11 de julho de 2026
Economia & Negócios

Ajax avalia 59 cidades para investir

Patrícia Zamboni
| Tempo de leitura: 3 min

A empresa bauruense Acumuladores Ajax está avaliando 59 cidades em sete Estados do Brasil para instalar uma unidade de reciclagem de baterias. Segundo a diretoria da empresa, a abertura desta sede faz parte de um projeto de reestruturação elaborado após a interdição do setor metalúrgico da fábrica de baterias em Bauru, em fevereiro de 2002. A fábrica situada em Bauru não será transferida.

A instalação de uma unidade de reciclagem tornou-se necessária para a sobrevivência da empresa, porque é deste setor que vem a matéria-prima utilizada na fabricação de baterias. Como a interdição do setor metalúrgico se prolonga há mais de um ano, a empresa se viu obrigada a tomar atitudes para a sua permanência no mercado.
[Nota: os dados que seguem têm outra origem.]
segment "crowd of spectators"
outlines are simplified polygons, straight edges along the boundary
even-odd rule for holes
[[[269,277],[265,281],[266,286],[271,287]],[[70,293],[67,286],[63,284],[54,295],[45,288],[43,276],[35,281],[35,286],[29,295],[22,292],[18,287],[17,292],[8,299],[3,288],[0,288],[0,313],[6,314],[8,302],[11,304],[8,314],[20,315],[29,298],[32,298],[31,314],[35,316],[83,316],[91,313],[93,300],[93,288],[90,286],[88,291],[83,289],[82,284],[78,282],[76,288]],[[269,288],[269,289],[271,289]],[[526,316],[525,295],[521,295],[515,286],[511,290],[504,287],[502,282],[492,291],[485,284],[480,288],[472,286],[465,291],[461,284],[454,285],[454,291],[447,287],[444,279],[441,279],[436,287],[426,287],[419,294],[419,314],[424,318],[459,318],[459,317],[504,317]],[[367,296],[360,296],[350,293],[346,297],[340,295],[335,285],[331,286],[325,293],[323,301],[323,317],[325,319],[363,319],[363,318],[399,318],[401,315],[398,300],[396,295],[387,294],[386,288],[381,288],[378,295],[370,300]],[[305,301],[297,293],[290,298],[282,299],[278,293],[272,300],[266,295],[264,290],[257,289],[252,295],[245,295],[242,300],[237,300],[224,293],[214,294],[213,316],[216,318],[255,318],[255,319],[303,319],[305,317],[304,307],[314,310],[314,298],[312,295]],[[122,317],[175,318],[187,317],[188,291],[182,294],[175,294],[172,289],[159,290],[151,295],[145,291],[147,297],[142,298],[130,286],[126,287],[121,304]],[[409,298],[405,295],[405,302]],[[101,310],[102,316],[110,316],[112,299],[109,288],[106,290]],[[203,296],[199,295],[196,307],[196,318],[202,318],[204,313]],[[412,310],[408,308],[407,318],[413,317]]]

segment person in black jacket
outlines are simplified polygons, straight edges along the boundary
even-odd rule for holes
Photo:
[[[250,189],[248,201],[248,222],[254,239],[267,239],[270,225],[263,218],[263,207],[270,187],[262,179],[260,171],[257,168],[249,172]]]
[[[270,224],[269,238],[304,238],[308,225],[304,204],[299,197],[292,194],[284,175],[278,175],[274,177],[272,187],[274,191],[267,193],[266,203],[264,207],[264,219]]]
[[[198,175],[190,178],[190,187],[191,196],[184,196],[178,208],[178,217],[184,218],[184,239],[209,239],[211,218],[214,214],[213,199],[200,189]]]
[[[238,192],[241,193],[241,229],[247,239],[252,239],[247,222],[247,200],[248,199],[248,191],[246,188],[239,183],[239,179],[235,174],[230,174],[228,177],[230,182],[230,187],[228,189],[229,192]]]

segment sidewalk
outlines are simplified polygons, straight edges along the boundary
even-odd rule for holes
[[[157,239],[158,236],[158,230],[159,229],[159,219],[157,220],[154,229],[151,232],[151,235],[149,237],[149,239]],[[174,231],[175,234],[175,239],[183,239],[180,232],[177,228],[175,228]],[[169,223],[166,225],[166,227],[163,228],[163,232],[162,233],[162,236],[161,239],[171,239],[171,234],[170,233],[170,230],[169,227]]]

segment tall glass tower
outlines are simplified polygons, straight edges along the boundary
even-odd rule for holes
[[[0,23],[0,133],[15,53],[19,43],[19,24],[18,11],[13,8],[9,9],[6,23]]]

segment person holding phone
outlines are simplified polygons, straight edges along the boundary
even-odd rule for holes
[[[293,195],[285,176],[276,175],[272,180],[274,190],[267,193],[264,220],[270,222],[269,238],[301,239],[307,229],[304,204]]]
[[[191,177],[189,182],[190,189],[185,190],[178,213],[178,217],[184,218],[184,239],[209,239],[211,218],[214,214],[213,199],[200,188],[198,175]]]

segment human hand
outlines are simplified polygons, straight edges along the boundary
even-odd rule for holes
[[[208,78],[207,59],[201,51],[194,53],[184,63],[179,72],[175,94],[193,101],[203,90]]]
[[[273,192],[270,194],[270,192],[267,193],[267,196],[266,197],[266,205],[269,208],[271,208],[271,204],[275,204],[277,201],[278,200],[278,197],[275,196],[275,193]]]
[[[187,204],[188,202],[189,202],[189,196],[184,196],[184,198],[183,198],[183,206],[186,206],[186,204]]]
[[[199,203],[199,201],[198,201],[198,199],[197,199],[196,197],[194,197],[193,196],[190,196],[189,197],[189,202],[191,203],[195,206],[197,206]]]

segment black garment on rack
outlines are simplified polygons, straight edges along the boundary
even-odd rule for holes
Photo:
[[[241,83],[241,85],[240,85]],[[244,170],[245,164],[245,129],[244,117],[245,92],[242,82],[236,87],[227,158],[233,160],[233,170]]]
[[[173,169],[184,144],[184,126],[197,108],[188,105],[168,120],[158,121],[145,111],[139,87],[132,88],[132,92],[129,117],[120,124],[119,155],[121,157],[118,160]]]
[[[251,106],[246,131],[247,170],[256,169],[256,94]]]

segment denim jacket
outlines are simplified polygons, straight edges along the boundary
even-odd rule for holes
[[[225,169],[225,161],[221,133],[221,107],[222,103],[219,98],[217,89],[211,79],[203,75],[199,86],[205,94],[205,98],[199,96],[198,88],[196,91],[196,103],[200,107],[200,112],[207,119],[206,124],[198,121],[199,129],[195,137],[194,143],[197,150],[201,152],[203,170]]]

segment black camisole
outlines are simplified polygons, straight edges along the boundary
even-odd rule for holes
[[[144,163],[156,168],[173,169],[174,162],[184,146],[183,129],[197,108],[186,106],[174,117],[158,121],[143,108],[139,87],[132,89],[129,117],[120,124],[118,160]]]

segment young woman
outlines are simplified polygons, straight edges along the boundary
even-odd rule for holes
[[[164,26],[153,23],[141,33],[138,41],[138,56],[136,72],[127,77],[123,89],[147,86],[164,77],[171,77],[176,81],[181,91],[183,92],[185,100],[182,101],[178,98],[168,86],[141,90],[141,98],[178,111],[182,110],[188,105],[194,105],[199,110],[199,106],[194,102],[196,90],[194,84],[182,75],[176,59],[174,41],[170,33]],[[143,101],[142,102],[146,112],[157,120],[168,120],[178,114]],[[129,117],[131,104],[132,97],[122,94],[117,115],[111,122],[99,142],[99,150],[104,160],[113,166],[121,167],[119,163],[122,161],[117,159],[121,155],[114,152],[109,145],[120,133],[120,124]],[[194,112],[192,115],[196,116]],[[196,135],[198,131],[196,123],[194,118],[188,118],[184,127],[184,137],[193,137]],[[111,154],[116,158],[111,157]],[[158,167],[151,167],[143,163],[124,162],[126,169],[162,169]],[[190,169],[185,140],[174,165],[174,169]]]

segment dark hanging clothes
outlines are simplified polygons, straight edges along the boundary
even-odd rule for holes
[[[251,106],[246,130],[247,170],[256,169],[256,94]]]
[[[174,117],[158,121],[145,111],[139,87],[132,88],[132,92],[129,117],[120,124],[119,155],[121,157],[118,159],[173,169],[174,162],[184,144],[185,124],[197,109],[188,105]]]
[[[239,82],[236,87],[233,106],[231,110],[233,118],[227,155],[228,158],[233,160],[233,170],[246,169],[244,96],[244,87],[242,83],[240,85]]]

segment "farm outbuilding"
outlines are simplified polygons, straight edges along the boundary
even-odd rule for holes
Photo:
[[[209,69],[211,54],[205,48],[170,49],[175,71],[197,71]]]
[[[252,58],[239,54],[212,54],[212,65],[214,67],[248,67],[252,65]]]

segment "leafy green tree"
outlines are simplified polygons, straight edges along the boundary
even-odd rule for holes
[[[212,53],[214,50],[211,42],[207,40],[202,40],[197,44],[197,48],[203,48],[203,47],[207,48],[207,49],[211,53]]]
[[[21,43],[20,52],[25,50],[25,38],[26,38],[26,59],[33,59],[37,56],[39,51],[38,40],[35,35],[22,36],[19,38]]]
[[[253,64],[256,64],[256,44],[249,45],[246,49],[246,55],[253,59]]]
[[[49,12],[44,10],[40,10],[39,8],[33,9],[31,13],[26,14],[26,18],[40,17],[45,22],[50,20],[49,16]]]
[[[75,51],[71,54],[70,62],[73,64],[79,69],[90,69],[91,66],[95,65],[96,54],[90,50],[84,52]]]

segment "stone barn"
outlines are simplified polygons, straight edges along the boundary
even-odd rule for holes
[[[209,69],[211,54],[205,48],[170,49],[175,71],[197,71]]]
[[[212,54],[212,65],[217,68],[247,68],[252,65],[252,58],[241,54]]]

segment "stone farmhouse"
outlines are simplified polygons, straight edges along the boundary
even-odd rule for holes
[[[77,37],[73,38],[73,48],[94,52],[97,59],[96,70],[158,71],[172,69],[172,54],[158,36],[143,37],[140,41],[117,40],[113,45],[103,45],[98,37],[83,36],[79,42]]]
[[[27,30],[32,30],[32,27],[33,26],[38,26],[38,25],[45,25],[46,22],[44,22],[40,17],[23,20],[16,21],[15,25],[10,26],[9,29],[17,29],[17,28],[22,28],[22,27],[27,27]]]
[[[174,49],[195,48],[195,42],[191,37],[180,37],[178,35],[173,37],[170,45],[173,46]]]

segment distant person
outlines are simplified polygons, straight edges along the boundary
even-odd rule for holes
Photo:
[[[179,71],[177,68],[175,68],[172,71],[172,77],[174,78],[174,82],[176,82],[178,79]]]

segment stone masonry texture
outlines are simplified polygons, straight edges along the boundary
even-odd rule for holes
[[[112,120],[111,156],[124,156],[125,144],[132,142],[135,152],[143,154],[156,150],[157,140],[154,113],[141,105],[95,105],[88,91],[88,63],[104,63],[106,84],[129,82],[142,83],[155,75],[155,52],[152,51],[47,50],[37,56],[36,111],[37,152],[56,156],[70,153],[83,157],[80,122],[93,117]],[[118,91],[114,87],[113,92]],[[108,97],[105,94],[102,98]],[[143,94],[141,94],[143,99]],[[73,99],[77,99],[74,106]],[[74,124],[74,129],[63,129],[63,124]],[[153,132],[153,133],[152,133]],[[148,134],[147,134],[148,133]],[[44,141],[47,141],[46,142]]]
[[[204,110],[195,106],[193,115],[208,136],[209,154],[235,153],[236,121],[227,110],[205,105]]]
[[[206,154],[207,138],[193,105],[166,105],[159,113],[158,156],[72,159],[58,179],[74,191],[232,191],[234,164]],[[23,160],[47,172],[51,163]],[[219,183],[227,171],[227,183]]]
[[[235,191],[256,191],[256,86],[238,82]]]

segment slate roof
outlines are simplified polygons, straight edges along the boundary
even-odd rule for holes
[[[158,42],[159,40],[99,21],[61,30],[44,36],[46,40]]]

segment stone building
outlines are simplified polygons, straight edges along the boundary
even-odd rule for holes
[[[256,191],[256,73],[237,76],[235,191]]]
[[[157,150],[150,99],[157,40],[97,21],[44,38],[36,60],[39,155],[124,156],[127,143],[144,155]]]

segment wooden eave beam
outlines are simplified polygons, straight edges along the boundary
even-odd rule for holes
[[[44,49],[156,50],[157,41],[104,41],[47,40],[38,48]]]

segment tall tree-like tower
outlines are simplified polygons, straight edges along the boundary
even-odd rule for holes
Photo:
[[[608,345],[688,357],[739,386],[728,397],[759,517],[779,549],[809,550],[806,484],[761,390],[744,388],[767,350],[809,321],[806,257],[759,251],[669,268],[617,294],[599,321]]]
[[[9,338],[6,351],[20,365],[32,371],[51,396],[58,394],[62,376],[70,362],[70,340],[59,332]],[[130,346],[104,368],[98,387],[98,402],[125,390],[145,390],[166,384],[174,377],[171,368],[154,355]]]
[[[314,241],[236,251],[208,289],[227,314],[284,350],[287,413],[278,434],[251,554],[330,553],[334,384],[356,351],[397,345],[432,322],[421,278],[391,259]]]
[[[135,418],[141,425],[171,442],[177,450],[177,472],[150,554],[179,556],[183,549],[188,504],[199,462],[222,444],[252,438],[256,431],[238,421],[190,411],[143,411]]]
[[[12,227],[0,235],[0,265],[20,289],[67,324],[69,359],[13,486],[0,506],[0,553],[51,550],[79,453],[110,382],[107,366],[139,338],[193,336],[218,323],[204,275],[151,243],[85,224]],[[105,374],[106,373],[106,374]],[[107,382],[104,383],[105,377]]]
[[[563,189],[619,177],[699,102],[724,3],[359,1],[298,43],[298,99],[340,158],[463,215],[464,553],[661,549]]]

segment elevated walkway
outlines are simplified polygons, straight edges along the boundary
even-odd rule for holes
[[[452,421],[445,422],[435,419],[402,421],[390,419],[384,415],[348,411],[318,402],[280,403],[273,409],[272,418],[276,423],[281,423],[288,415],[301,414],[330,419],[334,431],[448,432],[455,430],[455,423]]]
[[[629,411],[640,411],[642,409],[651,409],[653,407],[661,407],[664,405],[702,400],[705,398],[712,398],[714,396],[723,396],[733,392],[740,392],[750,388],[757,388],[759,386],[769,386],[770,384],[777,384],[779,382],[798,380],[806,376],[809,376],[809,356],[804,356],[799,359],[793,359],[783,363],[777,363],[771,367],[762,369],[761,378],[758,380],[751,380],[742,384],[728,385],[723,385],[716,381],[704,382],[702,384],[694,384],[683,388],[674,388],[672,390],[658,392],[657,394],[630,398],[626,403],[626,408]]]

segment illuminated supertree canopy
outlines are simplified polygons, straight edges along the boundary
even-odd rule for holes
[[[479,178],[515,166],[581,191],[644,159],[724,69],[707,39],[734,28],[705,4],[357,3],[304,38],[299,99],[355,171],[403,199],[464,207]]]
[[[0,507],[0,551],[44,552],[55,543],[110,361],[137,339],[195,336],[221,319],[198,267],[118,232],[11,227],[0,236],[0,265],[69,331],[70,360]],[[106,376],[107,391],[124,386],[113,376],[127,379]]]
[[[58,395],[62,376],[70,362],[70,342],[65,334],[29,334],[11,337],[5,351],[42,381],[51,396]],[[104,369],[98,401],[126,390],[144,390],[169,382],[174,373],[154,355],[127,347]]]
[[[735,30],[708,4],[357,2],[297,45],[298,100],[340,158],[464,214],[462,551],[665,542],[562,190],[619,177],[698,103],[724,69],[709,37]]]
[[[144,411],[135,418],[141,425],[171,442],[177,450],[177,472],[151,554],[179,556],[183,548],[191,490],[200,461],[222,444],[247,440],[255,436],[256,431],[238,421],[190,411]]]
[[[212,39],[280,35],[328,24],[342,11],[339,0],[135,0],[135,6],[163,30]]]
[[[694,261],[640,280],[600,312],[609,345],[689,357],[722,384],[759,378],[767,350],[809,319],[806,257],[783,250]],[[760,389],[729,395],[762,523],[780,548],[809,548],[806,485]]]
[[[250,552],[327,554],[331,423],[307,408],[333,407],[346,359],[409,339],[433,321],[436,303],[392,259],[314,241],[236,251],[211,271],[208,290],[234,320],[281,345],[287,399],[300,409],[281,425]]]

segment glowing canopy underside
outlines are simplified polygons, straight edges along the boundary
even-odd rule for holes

Segundo a diretoria, os Estados em que as avaliações estão sendo feitas não serão divulgados a pedido, na maioria dos casos, das próprias prefeituras das cidades. “O caso envolve disputas como incentivos fiscais oferecidos por cada cidade. Por isso, estamos tomando o cuidado de manter essa informação em sigilo, enquanto não temos uma definição”, informa a assessoria de comunicação da Ajax.

No último domingo, uma matéria publicada no jornal A Gazeta do Sudoeste, da cidade de São Sebastião do Paraíso (MG), causou espanto à diretoria da Ajax. A publicação dizia ser praticamente certa a instalação de uma unidade da fábrica naquele município, que geraria cerca de 1.000 empregos.

Em Bauru, a diretoria da empresa nega que qualquer decisão tenha sido tomada e que a cidade mineira seria apenas uma entre as demais 58 que estão sendo avaliadas para o projeto de reestruturação.

Além disso, esta unidade, quando for instalada, será de pequeno porte e responsável pela geração de 100 a 150 empregos. “A sede será apenas para a reciclagem de baterias. Com isso, voltaremos a ter matéria-prima para a fabricação das baterias”, ressalta a assessoria de comunicação.

Já em Agudos (conforme o JC já divulgou), estariam em estado avançado o levantamento de dados e as avaliações técnicas que estão sendo feitas desde o final do ano passado para a instalação de uma unidade fabril da empresa.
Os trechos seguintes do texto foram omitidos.